WASHINGTON – Identical bipartisan bills have been introduced in the House and Senate to allow tax-exempt private activity bonds to be used to help power plants and industrial facilities finance the purchase and installation of equipment to capture and store the carbon dioxide they emit.
The bills follow President Trump’s signing of legislation in February to undo an environmental law that restricted coal mining and to undo a financial disclosure requirement for coal and other energy companies.
Carbon capture and storage or sequestration (CCS) projects are designed to siphon off carbon dioxide (CO2) from power plant emissions and industrial facilities so that it can be stored underground or sold for other uses. They are sometimes paired with enhanced oil recovery projects (EOR), in which the CO2 is injected underground in oil fields to recover more oil.
Sens. Michael Bennet, D-Colo., and Rob Portman, R-Ohio, introduced The Carbon Capture Improvement Act of 2017 in the Senate on Wednesday. Reps. Carlos Curbelo, R-Fla., and Marc Vesey, D-Texas, offered the same bill in the House on Thursday. The bills are the same as one Bennet and Portman introduced in early 2015 and also to an amendment Bennet tried to add to the energy bill in the Senate last year.
“This legislation reduces carbon pollution by making it more cost effective for our power plants and industrial facilities to invest in carbon capture equipment,” said Bennet. “Even in today’s political climate, this bill is proof that Democrats, Republicans, labor unions and environmentalists can come together to advance policies that will protect our planet and create good-paying jobs.”
“Private activity bonds are a well-developed tool that has been used for decades to cut the cost of financing a broad range of energy infrastructure,” said Dan Reicher, executive director of Stanford’s Steyer-Taylor Center for Energy Policy and Finance. “The time is right to apply them to accelerating carbon capture projects with major economic and environmental benefits – and little costs to taxpayers.”
The legislation would create a new category of exempt-facility bonds, which are tax-exempt private-activity bonds. The bonds could be used to entirely finance CCS projects that capture and store at least 65% of the CO2 produced. If the capture and storage rate for a CCS project is less than 65%, then bonds could be issued in an amount equal to the percentage of CO2 that would be captured and stored.

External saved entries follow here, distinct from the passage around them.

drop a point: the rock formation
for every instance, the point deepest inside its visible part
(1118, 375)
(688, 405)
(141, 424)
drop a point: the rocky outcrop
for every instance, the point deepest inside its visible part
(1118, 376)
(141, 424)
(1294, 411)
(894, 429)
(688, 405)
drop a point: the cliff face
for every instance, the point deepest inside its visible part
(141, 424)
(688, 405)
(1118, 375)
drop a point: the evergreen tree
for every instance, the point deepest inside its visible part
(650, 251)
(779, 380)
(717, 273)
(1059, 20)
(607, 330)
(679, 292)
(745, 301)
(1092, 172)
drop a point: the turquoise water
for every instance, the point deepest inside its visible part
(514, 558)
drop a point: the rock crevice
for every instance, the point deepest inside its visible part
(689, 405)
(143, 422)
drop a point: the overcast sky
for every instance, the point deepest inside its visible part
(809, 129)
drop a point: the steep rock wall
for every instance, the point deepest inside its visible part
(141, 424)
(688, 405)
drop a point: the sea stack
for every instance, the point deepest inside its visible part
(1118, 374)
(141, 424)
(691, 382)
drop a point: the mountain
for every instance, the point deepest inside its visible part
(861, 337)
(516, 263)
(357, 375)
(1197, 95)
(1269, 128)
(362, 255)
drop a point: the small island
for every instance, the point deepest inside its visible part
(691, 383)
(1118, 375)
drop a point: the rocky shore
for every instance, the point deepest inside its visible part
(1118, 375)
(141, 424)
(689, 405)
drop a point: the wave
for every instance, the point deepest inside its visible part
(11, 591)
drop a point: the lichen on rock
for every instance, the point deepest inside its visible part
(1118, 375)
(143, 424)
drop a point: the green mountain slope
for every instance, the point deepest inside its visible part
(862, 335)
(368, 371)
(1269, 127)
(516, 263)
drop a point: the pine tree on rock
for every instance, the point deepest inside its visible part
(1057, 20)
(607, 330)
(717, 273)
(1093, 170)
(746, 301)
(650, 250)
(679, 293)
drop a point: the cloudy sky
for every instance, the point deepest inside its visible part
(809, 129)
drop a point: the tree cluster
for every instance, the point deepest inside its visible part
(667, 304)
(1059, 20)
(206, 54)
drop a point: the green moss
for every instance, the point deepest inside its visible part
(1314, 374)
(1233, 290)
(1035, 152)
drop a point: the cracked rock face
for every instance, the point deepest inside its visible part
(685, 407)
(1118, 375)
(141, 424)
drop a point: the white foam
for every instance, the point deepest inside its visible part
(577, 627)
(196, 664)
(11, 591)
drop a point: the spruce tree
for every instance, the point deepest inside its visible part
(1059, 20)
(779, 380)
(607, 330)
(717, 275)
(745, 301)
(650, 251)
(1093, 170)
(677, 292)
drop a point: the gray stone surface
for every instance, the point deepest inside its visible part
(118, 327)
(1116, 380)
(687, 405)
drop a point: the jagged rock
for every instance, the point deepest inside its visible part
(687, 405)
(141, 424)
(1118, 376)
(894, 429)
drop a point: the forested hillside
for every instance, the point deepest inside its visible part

The bills are written so that if a power plant has four units that each produce a ton of CO2 and the operator wants to build a $60 million CCS project that will capture and store 80% of the CO2 from the first unit, the entire $60 million cost of the CCS project can be financed with the new exempt facility bonds, without having to take into account the other three units, one industry official said.
The bonds could be issued with only a quarter of the amount of volume cap normally needed to minimize competition with other projects for PAB cap. For example, if a borrower wants to issue $400 million of bonds to finance a CCS facility, it would need to only obtain $100 million of volume cap from the state.
Most PABs are issued under state volume caps. The 2016 formula for the caps was the greater of $100 per capita or $302.88 million, according to the Internal Revenue Service. Though each state has a limited amount of volume cap, any unused amount can be carried over three years.
The bills also specify that, if a governmentally-owned CCS project that otherwise has no private business use sells the CO2 to a private party under a contract with that private party, the contract will not be considered to create private use.
Lawmakers may soon introduce separate bills to provide improved tax credits to help finance EOR projects to pump CO2 into oil fields to recover more oil.
NRG Energy, Inc., one of the country’s largest owners of coal-fired power plants, is a major backer of the legislation. It used the proceeds of PABs to finance a system to capture CO2 in a 250 megawatt portion of the exhaust stream of its W.Q. Parish coal plant in Texas. The CO2 from the Parish project was to be used for enhanced oil recovery in the West Ranch oilfield through NRG subsidiary, Petra Nova.
But the $127.1 million of PAB, issued in 2012 by the Fort Bend County, Texas Industrial Development Corp. to finance the capture of CO2 from the Parish plant could be used only because the project was in the Hurricane Ike Disaster Zone. Congress and the Internal Revenue Service authorized the use of PABs in counties hurt by Hurricane Ike for the financing of any land or depreciable property in that area.